ISLAMABAD/NEW DELHI (Reuters) - A Pakistani military court on Monday sentenced an Indian accused of espionage to death, ratcheting up longstanding tensions between the nuclear-armed states.
Pakistani authorities say Kulbushan Sudhir Jadhav, a naval officer, was arrested in March 2016 in the turbulent province of Baluchistan, which has seen a long-running conflict between Pakistani security forces and a militant separatist movement.
The Pakistani military said in a statement he had confessed to being tasked by India's intelligence service with planning, coordinating and organising espionage and sabotage activities in Baluchistan "aiming to destabilise and wage war against Pakistan".

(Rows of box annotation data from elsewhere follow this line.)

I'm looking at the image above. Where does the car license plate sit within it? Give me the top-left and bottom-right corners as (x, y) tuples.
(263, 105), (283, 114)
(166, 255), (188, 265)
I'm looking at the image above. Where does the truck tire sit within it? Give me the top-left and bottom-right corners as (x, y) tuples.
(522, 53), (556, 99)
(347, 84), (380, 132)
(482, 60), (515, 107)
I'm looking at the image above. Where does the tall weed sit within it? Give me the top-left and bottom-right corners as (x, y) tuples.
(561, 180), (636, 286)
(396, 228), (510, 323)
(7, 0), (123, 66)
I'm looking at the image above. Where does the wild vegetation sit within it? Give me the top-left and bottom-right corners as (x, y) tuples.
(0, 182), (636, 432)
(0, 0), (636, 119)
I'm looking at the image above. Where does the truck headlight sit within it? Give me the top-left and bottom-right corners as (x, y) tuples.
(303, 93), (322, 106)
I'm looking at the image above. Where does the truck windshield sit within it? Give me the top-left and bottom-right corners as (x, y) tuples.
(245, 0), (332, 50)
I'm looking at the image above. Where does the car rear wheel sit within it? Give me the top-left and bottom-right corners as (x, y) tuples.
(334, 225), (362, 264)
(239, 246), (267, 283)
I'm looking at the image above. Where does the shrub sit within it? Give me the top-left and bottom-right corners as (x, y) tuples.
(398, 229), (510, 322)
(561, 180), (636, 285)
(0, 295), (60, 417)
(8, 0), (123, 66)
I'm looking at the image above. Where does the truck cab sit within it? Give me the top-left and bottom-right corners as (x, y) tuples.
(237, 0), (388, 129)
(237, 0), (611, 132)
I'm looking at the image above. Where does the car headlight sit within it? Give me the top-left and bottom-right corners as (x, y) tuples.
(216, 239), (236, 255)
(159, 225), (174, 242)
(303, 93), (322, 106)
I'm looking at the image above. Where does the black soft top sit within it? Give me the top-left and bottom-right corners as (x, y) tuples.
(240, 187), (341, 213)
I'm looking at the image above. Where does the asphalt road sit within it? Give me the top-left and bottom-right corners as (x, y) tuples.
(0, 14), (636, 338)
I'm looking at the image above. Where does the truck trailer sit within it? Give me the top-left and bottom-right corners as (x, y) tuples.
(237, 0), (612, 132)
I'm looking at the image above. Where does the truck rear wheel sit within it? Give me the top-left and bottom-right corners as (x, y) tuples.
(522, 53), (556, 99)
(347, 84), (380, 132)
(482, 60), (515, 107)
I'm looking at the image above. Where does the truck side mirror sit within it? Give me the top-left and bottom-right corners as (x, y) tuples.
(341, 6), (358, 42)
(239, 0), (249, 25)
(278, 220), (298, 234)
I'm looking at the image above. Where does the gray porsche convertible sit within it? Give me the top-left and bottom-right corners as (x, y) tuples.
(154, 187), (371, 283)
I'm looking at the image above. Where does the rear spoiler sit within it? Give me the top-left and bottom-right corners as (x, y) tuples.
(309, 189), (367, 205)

The sentence was passed by a Field General Court Martial and confirmed by the powerful army chief General Qamar Javed Bajwa.

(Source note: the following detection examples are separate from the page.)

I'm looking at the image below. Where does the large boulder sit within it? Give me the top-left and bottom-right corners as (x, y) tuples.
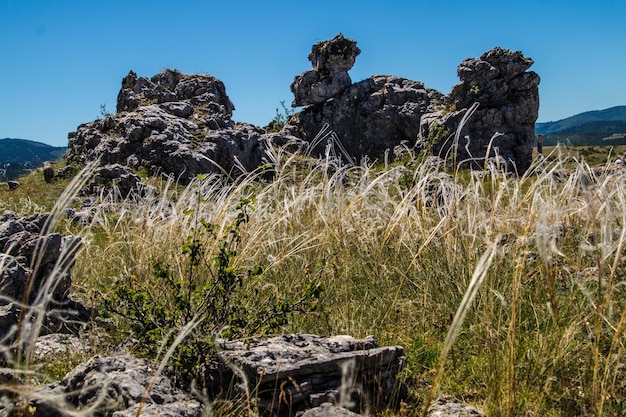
(284, 75), (440, 161)
(420, 47), (540, 174)
(0, 211), (90, 338)
(66, 70), (267, 182)
(291, 33), (361, 107)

India rejected Pakistan's account of Jadhav's activities and summoned Pakistan's high commissioner.
India's Ministry of External Affairs described the proceedings leading to the sentence as "farcical" and said no credible evidence had been presented against Jadhav.
In a statement, India also said that Jadhav had been kidnapped in Iran and "his subsequent presence in Pakistan has never been explained credibly". It said he had been denied access to Indian consular officials despite repeated requests.
"If this sentence against an Indian citizen, awarded without observing basic norms of law and justice, is carried out, the government and people of India will regard it as a case of premeditated murder," it said.
Pakistani authorities did not say when the sentence would be carried out. Diplomatic manoeuvring, lengthy legal proceedings and the possibility of appeal could mean the case would be contested for years, an analyst said.
"Very often, they keep these guys on death row for years, if not decades, as bargaining chips," said Ajai Sahni, executive director at the Institute for Conflict Management in New Delhi.
Sahni said there was "going to be a lot of posturing by both sides" but he doubted it would lead to any direct military action.
According to Pakistani authorities, Jadhav told judges last year that he was a naval officer who had started doing work for Indian intelligence following a 2001 attack on parliament that India blamed on militants backed by Pakistan.
Pakistan accuses India of helping the separatist movement in Baluchistan, a charge denied by India.
For its part, India says Pakistan aids separatist fighters in Kashmir, part of India's only Muslim-majority state, which Pakistan also claims.
Last September, tension between the neighbours escalated after gunmen killed 19 Indian soldiers at an army camp in Kashmir, an attack India blamed on Pakistan-based militants.
Pakistan denies backing militants saying it only offers political support to the Muslim people of Indian-controlled Kashmir.